Sliding rupee to take toll on imports, overseas education

The basket of Indian imports includes crude oil, coal, plastic material, chemicals, electronic goods, vegetable oil, fertiliser, machinery, gold, pearls, precious and semi-precious stones, and iron and steel.
Representative image
Representative image

NEW DELHI: The Indian rupee nearing 80 to a US dollar will make imports of items from crude oil to electronic goods, overseas education and foreign travel costlier while raising fears that the inflation situation could worsen.

The primary and immediate impact of a depreciating rupee is on the importers who will have to shell out more for the same quantity and price. However, it is a boon for the exporters as they receive more rupees in exchange for dollars. The rupee depreciation has wiped away some of the gains that would have accrued to India from international oil and fuel prices dropping to preUkraine war levels. India is 85 per cent dependent on foreign oil to meet its needs for fuels, such as petrol, diesel and jet fuel.

The rupee, which on Thursday closed at an all-time low of Rs 79.99 to a US dollar, appreciated 7 paise to 79.92 in early trade on Friday.

The basket of Indian imports includes crude oil, coal, plastic material, chemicals, electronic goods, vegetable oil, fertiliser, machinery, gold, pearls, precious and semi-precious stones, and iron and steel.

Here is how a depreciating rupee is likely to impact spending:

Imports: Importers need to buy US dollars to pay for imported items.

With the dip in the rupee, importing items will get more expensive. Not just oil but electronic items, such as mobile phones, some cars and appliances, are likely to get expensive.

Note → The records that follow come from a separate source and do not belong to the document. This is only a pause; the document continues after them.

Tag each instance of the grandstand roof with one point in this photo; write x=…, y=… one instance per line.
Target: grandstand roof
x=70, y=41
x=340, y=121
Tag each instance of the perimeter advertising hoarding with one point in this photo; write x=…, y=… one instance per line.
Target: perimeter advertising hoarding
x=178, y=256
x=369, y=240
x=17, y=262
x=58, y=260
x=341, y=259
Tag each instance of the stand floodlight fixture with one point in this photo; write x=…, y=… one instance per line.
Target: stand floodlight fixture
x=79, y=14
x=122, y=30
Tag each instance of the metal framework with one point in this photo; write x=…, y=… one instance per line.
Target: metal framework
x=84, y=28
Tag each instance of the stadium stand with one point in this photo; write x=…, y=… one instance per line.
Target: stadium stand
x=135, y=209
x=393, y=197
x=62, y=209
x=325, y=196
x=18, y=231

Foreign education: The rupee losing value against the US dollar would mean foreign education just became more expensive. Not just having to shell out more rupees for every dollar that the foreign institutions charge as fees, education loans too have become costlier following the interest rate hikes by the RBI.

Foreign travel: With the COVID-19 cases declining, there has been revenge travel for work and leisure. But, these have now just become more expensive.

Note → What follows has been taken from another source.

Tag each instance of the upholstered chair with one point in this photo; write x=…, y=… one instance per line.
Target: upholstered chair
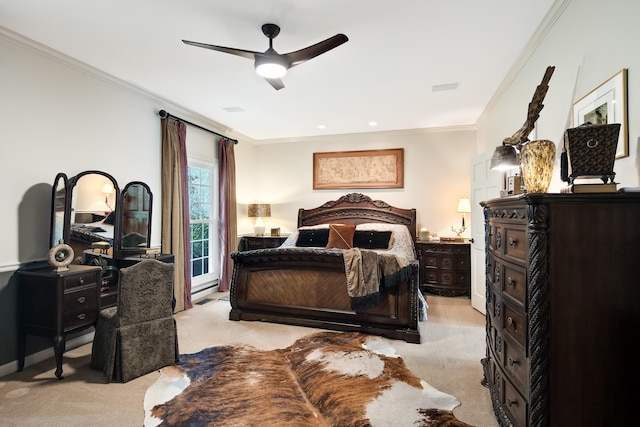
x=139, y=335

Remittances: However, non-resident Indians (NRIs) who send money back home will end up sending more in the rupee value.

As per the latest data, the country’s imports expanded by 57.55 per cent to $ 66.31 billion in June compared to the year-ago month.

Forex reserves fall $8.062 bn to $580.252 bn: RBI data

The country’s foreign exchange reserves declined by a massive $8.062 billion to $580.252 billion in the week ended July 8, according to RBI data. In the previous week ended July 1, the reserves had dropped by $5.008 billion to $588.314 billion. During the reporting week ended July 8, the decrease in the reserves was on account of a fall in the Foreign Currency Assets (FCA), a major component of the overall reserves, and in the gold reserves, RBI said. FCA was down by $ 6.656 billion to $518.089 billion in the reporting week, according to the Reserve Bank of India’s Weekly Statistical Supplement released on Friday. Expressed in dollar terms, FCA includes the effect of appreciation or depreciation of non-US units like the euro, pound and yen held in the foreign exchange reserves. Gold reserves fell by $1.236 billion to $39.186 billion. In the reporting week ended July 8, the Special Drawing Rights (SDRs) with the International Monetary Fund (IMF) dropped by $122 million to $18.012 billion. The country’s reserve position with IMF decreased by $49 million to $4.966 billion in the reporting week, the data showed.